Hayden Thorpe’s wrought vocal is likely to be the deciding factor in an appreciation of the band, his unearthly delivery occupying the middle-ground, somewhere between Noel Coward and Billy Mackenzie.


Wild Beasts – Two Dancers

The second LP from Leeds-based Wild Beasts does not so much announce itself as stumble into the room half-cut, hissing threats into your ear, before surreptitiously attempting to leave with your ladylove.  In other words it is a vaguely unsettling experience, albeit one which fully demands your attention.  As with last year’s sterling debut Limbo, Panto, Hayden Thorpe’s wrought vocal is likely to be the deciding factor in an appreciation of the band, his unearthly delivery occupying the middle-ground, somewhere between Noel Coward and Billy Mackenzie.  Two Dancers hits its peak, however, when bassist Tom Fleming sings of “girls from Roedean, girls from Shipley, girls from Hounslow, girls from Whitby” in a pleasing northern burr.
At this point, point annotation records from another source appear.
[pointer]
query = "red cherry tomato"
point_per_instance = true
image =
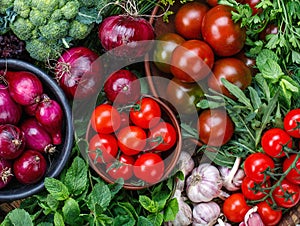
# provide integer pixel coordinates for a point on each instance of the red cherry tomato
(131, 140)
(235, 207)
(192, 52)
(294, 175)
(255, 165)
(215, 127)
(162, 137)
(274, 140)
(105, 119)
(188, 19)
(292, 123)
(149, 167)
(103, 148)
(146, 113)
(218, 29)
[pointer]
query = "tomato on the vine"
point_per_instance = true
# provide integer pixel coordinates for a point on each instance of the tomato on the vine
(274, 140)
(235, 207)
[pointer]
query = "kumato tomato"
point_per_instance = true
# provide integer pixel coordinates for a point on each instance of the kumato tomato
(188, 19)
(218, 29)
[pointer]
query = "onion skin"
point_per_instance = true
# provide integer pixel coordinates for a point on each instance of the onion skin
(11, 112)
(128, 32)
(12, 141)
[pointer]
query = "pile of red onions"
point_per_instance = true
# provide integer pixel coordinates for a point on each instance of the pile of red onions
(30, 128)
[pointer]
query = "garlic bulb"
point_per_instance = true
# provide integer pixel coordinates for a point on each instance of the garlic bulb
(204, 183)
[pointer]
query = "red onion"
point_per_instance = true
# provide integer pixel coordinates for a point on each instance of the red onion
(50, 114)
(37, 138)
(12, 141)
(5, 172)
(128, 32)
(24, 87)
(10, 111)
(30, 167)
(72, 66)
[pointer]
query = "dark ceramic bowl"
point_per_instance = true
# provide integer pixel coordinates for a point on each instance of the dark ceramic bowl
(57, 161)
The record kicks off with The Fun Powder Plot, Thorpe announcing that “this is a Freudian slip – my slipper in your bits” amid a dizzying piano and muted guitar arrangement.  A twin pre-obsession with the pleasures of the flesh and gang mentality seems to permeate the entire record: we hear of “frock spill like alco-pop around girls’ knees”, and, hilariously, “his dancing cock, down by his knees”.  That the latter is lifted from the entirely earnest two-part title track, a pounding post-rock number concerning sexual abuse, does not detract from the black humour.  Elsewhere on the chiming, stop-start This is Our Lot, the fug of the night club clears to find the boys “all quiffed and cropped… we hold each other up heavy with hops”.
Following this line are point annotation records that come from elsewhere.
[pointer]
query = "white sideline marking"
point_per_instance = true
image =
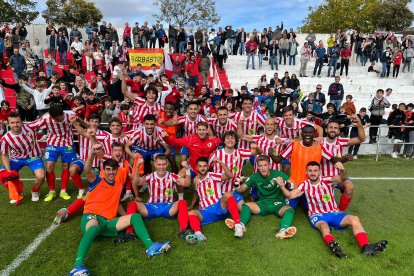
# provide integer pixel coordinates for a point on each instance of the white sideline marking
(28, 251)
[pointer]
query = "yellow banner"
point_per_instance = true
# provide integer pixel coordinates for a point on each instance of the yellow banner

The most cheering aspect of this record is the band’s readiness to deconstuct traditional pop music structures to fashion a sound which is at once classic and progressive.  It is to their credit that they and only a handful of other groups, including the recently reunited Field Music, are prepared to release crackpot singles like Hooting & Howling, an intoxicating tale of alliance with “brutes bored in bovver boots”.